Van ya cinco vacas flacas y no quedará nadie en el valle para contar la
séptima. Retoma Luciano el camino, y con él una letanía, porque no es rencor lo
que siente hacia tan inescrutable designio: “Que pueda regresar, Señor mío, con
las vacas gordas”. Se despide de su
tierra con la promesa del retorno, y hasta cree oír como unas zarzas sin moras
le clavan un deseo: “Que no veáis desgracia mayor de la que salís”.
Las alpargatas que hoyan el polvo dejan una nota vibrando
en la calima de la tarde, el sonido de la pena que inunda su origen, del dolor
que llena un pantano a sus espaldas con el agua de los espejismos, tras el
horizonte conocido. “Siguiendo este rumbo”, dijo una voz, acaso la de un celtíbero dos milenios antes, “la tierra
está preñada de oro”. Sería un hombre
como él, de pelo con vetas de nata y ojos de miel, buscando otro embarazo
telúrico. Un hombre con el alma sembrada de semillas que, como su tierra,
seguían sin germinar. “Tal vez allí…”
Sobreviene la noche como si el sol hubiese caído
asfixiado desde el cielo, y Luciano se sabe lejos de su mundo. El aire pesa
diferente, los sonidos son otros, como rumores, sin la claridad del valle familiar.

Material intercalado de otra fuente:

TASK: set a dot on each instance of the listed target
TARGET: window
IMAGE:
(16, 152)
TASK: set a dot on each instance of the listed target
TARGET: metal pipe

Aquí, se duele Luciano, la tierra huele roja.
Amanece con ecos que llegan lustrados por otro acento. Luciano
se incorpora, se escupe en las manos y se refriega los ojos para que busquen en
la distancia. Entonces lo siente: el temblor del valle, los pájaros que se
levantan con alboroto exagerado, las voces extrañas que se intensifican y una
respiración grande, monstruosa. Por un instante cree sentir el brazo de su
madre reuniéndole los hombros. Del fondo de aquel mundo crece, junto a una nube
demasiado blanca, un horror negro. La sombra bíblica pasa a su lado dejándole
los oídos sordos. Luciano se dice que eso debía de ser el tren. Y se hurga en las
orejas, por ver si ayudase a que salga el zumbido que las llena.
Aún le tiemblan las piernas y le murmuran los oídos
cuando se agacha para tocar aquella cicatriz de hierro. Descubren sus ojos
entonces un brillo oscuro y se dice que eso debe de ser el carbón. Observa la roca
con la curiosidad de un niño medroso, repasando sus betas untuosas con las
yemas de los dedos. Y siente como si el nuevo mundo con sus promesas hubiese
anidado sobre su mano abierta.
“Yo no seré otro esclavo”, se dice. Luciano cierra el puño y arroja aquel arcano negro hacia el
penacho blanco que se pierde en la distancia, entre verdores que no son suyos.
“Mejor sigo hasta el Fin de la Tierra”, piensa Luciano por el Camino de Santiago
abajo. “Dicen que en el mar todo es agua”.